I also am planning on starting my first LLC in January. I have no rush there.

I hope I answered your questions to the furthest extent as possible. If not , or if I was confusing let me know. I am also new and still learning. Gain as much knowledge as you can, but don't let the fear of not knowing everything stop you. I feel people learn the most by doing. Plus if you have experience in something it is easier to tie someone's comments to it, which makes learning easier. I still wouldn't know the difference between a ball valve and a globe valve if I never needed to, but it made renovating my house that much easier.

Hey @Christopher Wedde , thanks for the information! I'm originally from NH, but looking to start investing in the Norfolk, VA since I will be moving down there soon. Seems like we're pretty much on the same page with things, best of luck to you in your investing!

@Erik E.

Sounds like you're in the same place I was about 6 years ago.  Here're some of my lessons learned:

-All things being equal, I'd recommend 4-plex over duplex for a couple reasons. First, your first property is a learning experience. You'll learn much more about management, expenses, tenants, maintenance, and everything else with 3 tenants than you would with one. Think of it like this: a fourplex provides you 3 times the experience over a duplex (assuming you're living in one of the units), in the same amount of time. Second, your turnover has less of an impact when you have a vacancy. By living in one unit, a duplex is like having a SFR. When there is turnover, you're stuck paying the entire mortgage until it's filled. Eventually you may decide to use a management company. Having gained the experience through managing yourself, you'll be much better at providing oversight as the owner. There is some pain and suffering associated with self-management, but no more valuable learning experience. With a fourplex, the risk is minimal.

-I started a LLC to serve as the management company for my property thinking it would protect me from lawsuits, etc. In hindsight, now knowing a little more about the protections it actually offered under that structure, I was very naive, and it was completely useless. However, it was a great learning experience to set up the LLC, and the process of registering it with the state. I've since decommissioned the LLC, but am glad I went through the process. You won't have the option of putting the property in an LLC if you are using conventional lending. But, as @Ian Tvardovskaya mentioned, it's not really necessary at this point.  Just take out a good umbrella insurance policy to protect yourself (~$2MM or more policy usually runs less that $100/month).

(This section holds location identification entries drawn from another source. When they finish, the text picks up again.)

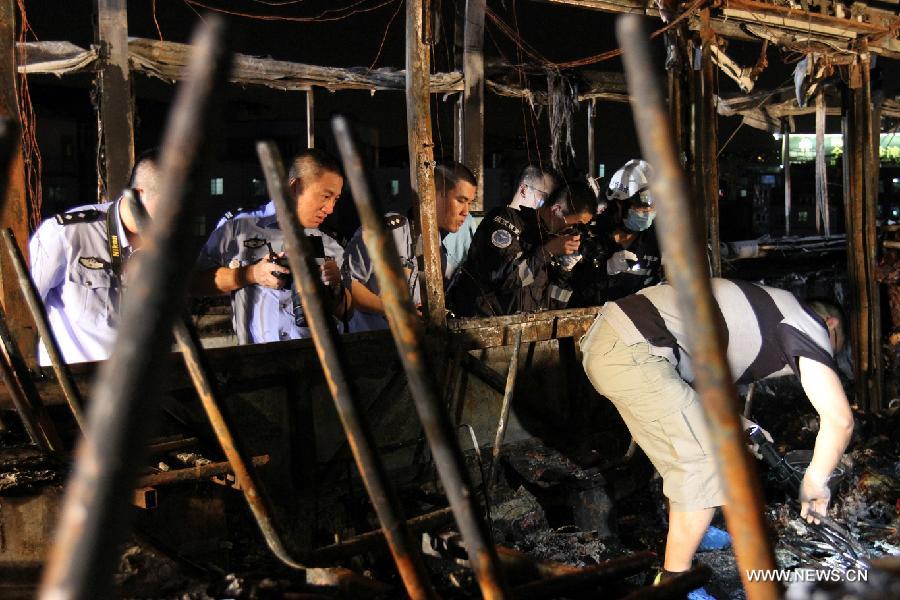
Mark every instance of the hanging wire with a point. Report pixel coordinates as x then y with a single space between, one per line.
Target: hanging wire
384 37
155 21
31 152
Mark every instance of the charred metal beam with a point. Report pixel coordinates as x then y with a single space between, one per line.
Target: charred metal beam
473 96
39 314
96 509
116 118
243 470
406 328
714 383
24 394
588 578
196 473
421 158
16 210
343 389
374 541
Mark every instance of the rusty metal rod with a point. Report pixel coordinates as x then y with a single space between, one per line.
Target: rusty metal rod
406 327
39 314
504 406
374 540
195 473
96 508
714 383
9 134
24 394
243 470
588 578
199 370
343 389
170 444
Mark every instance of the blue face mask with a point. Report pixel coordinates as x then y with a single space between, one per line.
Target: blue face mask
639 221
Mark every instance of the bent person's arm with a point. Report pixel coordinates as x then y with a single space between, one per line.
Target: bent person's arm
823 387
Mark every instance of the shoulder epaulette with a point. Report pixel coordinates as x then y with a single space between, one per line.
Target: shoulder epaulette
87 215
393 220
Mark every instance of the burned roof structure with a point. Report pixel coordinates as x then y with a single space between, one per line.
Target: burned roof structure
351 448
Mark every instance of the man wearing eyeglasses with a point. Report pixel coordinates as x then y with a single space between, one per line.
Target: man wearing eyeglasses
514 262
625 256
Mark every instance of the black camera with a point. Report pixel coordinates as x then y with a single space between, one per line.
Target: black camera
281 261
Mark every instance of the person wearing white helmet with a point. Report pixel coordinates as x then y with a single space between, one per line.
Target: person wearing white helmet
626 256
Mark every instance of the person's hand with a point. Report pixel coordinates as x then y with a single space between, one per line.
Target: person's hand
814 496
747 425
331 275
563 244
264 273
618 262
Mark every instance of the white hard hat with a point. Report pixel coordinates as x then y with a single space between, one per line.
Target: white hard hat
632 181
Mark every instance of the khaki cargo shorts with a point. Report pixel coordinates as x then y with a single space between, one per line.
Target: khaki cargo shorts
662 412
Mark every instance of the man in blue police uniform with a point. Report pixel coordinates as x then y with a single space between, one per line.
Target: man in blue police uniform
454 192
78 261
239 258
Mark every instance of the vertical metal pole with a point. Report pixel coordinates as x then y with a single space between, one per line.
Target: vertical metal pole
459 25
408 335
310 118
38 313
16 210
786 172
116 106
507 401
853 228
96 508
869 137
473 96
714 383
421 156
711 144
335 368
593 170
823 218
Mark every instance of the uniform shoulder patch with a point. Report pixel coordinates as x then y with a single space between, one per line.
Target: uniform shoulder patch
87 215
92 262
254 243
393 221
501 238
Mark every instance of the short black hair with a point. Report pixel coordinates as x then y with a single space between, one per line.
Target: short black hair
574 198
149 155
448 174
533 174
309 164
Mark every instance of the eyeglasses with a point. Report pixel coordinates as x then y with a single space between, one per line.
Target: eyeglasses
541 193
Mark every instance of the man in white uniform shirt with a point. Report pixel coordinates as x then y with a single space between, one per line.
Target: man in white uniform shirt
238 258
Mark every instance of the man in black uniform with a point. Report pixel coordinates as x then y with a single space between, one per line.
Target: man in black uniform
624 255
513 264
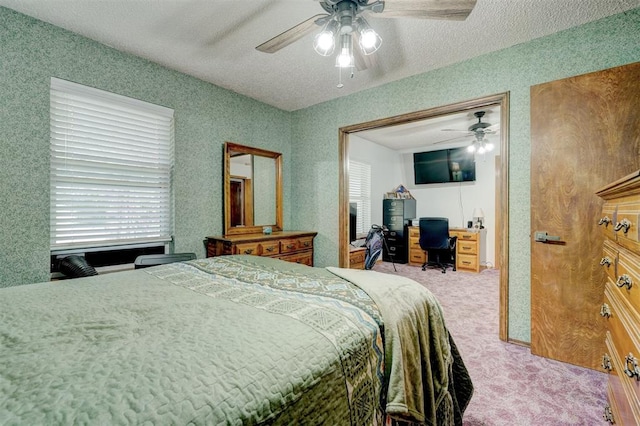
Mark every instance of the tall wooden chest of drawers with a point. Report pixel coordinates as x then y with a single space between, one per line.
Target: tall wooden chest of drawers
621 307
292 246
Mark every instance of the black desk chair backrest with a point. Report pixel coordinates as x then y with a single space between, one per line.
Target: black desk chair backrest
434 239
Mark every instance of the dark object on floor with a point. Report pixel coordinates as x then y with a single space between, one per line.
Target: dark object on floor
147 260
435 240
75 266
374 241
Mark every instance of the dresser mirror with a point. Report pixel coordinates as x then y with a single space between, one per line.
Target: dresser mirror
252 189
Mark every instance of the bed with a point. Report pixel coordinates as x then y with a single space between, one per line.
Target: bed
233 340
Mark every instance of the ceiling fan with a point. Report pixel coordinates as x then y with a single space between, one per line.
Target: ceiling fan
478 130
344 21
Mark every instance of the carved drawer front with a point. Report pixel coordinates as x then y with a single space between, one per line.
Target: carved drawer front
621 411
248 248
626 224
609 260
305 258
628 278
466 261
269 248
607 220
623 341
467 247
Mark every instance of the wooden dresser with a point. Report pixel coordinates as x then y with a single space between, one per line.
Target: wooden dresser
292 246
470 254
621 307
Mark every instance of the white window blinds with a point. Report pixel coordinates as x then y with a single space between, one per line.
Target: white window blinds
111 169
360 193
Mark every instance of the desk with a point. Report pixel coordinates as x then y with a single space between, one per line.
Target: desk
470 248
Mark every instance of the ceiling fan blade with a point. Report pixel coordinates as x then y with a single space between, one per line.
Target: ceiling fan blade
453 10
464 137
293 34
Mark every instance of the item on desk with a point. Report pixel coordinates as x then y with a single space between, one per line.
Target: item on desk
478 217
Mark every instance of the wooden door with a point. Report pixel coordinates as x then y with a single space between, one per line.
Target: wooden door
585 133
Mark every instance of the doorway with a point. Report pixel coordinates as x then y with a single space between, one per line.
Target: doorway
502 230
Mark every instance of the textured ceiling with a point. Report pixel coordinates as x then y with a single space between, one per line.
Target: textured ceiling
215 40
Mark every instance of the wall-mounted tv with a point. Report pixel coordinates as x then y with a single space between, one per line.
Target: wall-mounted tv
443 166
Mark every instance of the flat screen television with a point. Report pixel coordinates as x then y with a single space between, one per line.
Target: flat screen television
353 221
443 166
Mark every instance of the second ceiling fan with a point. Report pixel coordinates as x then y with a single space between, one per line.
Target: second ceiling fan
344 23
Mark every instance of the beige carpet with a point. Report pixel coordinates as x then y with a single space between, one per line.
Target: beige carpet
512 387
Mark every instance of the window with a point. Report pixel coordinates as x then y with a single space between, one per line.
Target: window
360 193
111 170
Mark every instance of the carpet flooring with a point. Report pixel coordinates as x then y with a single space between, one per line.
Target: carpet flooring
512 386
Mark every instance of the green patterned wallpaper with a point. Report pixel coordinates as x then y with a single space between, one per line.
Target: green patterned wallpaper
599 45
206 116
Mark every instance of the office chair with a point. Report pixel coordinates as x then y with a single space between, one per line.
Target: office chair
146 260
435 240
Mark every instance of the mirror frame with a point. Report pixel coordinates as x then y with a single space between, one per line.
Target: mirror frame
231 147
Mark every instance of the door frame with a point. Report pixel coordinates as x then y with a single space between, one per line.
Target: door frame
501 99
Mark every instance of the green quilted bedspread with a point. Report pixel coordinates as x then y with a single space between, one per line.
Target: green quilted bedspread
196 343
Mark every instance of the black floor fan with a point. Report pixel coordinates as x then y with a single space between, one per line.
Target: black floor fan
374 243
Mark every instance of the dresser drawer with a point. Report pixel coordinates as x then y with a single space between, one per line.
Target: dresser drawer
626 222
465 236
607 220
467 261
627 281
624 344
294 244
621 410
305 258
609 260
248 248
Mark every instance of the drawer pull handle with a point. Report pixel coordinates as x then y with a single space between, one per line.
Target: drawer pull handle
632 362
606 261
624 280
606 363
625 225
604 221
608 414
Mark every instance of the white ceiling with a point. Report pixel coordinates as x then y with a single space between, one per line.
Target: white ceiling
440 132
215 40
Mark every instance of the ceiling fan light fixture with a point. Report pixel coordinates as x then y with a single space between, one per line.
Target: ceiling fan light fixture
369 40
345 58
324 42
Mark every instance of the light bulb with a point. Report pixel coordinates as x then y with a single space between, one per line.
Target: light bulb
324 42
345 59
369 40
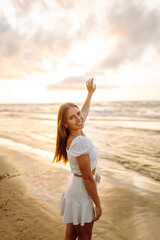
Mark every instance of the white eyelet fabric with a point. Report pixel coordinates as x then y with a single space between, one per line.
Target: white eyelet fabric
76 205
79 146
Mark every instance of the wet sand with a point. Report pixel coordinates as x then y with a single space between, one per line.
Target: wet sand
30 191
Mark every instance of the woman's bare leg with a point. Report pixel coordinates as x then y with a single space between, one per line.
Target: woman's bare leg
84 232
70 233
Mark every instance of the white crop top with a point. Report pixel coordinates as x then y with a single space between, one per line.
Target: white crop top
81 145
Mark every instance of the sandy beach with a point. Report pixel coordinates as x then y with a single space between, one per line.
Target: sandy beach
131 202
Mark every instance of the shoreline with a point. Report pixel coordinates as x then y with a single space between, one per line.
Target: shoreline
23 215
131 202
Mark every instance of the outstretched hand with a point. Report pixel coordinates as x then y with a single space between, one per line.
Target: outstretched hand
91 87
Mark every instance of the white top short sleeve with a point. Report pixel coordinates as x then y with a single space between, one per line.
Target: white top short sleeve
79 146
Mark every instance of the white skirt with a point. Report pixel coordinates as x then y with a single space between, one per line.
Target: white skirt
76 205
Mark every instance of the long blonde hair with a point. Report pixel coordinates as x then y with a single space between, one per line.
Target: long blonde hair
62 134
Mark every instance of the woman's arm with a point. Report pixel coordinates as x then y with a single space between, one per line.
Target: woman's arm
91 88
89 182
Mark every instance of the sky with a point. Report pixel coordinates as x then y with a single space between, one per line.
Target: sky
50 48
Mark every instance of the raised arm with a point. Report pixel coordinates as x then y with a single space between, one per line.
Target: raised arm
91 87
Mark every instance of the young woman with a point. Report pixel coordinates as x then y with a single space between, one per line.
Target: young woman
80 204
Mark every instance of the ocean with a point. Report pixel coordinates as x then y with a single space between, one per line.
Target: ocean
125 132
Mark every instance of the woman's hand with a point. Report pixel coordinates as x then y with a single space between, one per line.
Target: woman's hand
98 213
91 87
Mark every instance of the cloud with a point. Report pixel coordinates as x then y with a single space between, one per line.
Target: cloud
72 83
23 55
136 28
77 83
23 7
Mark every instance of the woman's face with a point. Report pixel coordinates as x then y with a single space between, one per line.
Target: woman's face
74 119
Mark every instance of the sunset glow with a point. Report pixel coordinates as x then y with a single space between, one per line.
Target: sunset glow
50 48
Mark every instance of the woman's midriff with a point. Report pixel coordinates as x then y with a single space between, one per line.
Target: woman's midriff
93 172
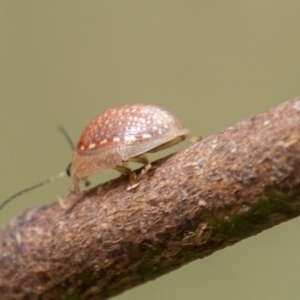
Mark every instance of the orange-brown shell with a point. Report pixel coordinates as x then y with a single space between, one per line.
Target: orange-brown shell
121 133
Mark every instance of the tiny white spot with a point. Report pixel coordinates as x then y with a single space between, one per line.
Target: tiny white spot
146 136
202 203
297 105
129 138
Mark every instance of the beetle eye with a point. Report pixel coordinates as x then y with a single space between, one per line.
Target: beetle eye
68 169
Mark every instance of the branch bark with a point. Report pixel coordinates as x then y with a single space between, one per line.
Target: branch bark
211 195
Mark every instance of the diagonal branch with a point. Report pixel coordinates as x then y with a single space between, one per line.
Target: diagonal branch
211 195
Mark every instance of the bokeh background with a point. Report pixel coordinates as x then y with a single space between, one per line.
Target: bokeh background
212 63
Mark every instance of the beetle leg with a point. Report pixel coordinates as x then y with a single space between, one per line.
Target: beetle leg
141 159
128 172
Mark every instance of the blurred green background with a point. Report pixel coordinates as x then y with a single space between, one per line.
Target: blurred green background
212 63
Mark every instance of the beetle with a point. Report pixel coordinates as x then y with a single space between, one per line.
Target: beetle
117 136
124 134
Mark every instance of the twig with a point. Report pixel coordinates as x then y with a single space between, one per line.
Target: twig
211 195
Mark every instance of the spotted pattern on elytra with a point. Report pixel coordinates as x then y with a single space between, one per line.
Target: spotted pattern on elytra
124 132
128 123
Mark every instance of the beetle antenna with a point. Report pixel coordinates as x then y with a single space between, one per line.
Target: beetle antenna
67 136
62 174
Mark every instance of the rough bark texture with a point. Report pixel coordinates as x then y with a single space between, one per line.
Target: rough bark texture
211 195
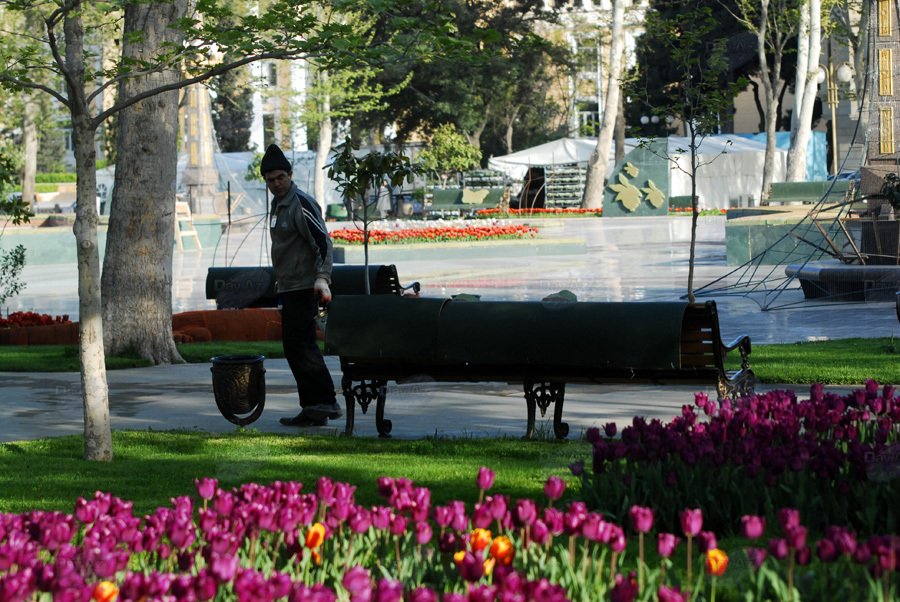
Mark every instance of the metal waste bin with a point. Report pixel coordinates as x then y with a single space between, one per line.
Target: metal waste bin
239 386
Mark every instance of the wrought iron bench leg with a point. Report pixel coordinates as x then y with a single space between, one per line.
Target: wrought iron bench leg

-Definitely open up another bank account strictly for this property.  It helps with accounting.  I had my tenants pay their rent at the bank by depositing directly to the account.  That way their was a 3rd party handling the transaction and electronic record for everything.  Use that account to pay all bills, repairs, mortgages, etc.  Continue to build a sizable reserve to cover any costs associated with the property.  After that, pay yourself the profits.  It's up to you on how you want to account for your money.  I'm not too caught up in separating my rental income from my normal savings, 6 in one hand...

-Treat the purchase as a business transaction.  Only buy a property where you can make positive cash flow.  Don't get emotional about the property because you like the location, amenities, etc., just because you're going to live there.  If it doesn't make money on the bottom line, it doesn't make sense as an investment.  Really do your homework on the surrounding area.  

Finally, take it one step at a time, and don't get ahead of yourself.  Value the experience you gain by being an owner and manager on the first property, and use that to feed your next purchase decision.  You don't want to make a mistake with the first property, only to realize it after you've purchased your second and third property, and not given yourself an opportunity to learn from your mistakes.  

A lot of people on the forum like Multi's. When I purchased my first rental unit had a lot of trouble finding decent cash flow on those. Fast forward a few years, collected 4 rentals condos and still find it hard to make numbers work on Multi's a lot depends on your area. I prefer not to live by my tenants and potential tenants, not even in the same zip code.